AleykumSelam. İbni Sina birgün bir deney yapmış. İki kuzuyu aynı kafese koyuyor. Kuzular aynı kiloda aynı cinstir ve aynı yemlerle besler. Tüm şartlar eşittir. Ancak yan kafeste de bir kurt vardır. Kurdu sade kuzulardan biri görebilmektedir. Aylar sonra kurdu gören kuzu huysuz , huzursuz , zayıf ve çelimsiz duruma düşer ve ölür. Kurt , Kuzuya hiçbir şey yapmamasına rağmen kuzu yaşadığı korku ve stres yüzünden ölmüştür. Kurdu göremeyen diğer kuzular ise huzurlu olduğundan besili ve kiloludur. Bu deneyde Sina zihinsel etkinin,sağlık ve bünye üzerinde olumlu ve olumsuz etkilerini deneyle göstermiştir. Başka bir örnek ile de şunu verebilirim ; yabancı bir doktor salgın olduğunu duyduğu bir ülkeye tedavi için gidiyor. Vaka sayısı TAM BELLİ değil ( dikkat edin bir belirti yok henüz) . Geri yurduna dönerken yolda bir adam ile karşılaşıyor diyor ki Bu ülkede 10 bin insan vakadan vefat edecek.
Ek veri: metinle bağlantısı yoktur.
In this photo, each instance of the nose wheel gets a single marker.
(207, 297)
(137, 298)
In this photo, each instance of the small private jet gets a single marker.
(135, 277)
Adamı korku sarıyor endişe telaş. Bir yutkunma oluyor ve evine çekiliyor. Bir yıl sonra o ülkede 20 binden fazlası vefat ediyor. Doktor yine o ülkeye uğradığında yol üzerinde o adama rastlıyor. Adam diyor ki Siz bana dediniz ki Bu ülkede 10 bin kişi vefat edecek. Ama 20 binden fazlası vefat etti. Doktor veciz bir ifade ile diyor ki ; O ölenlerin çoğu KORKUDAN , vakadan değil. 10 bin kişi Vakadan geri kalanlar ise KORKUDAN vefat etti. Diyor. Gereksiz kaygı korku endişe ve stresin insan bünyesine verdiği zararı hiçbir şey veremez. Böylesi salgınlı günlerde bilgi kirliliğinden gereksiz telaştan endişeden korku ve stresten uzak durarak kendimize ve sevdiklerimize iyilik yapabiliriz.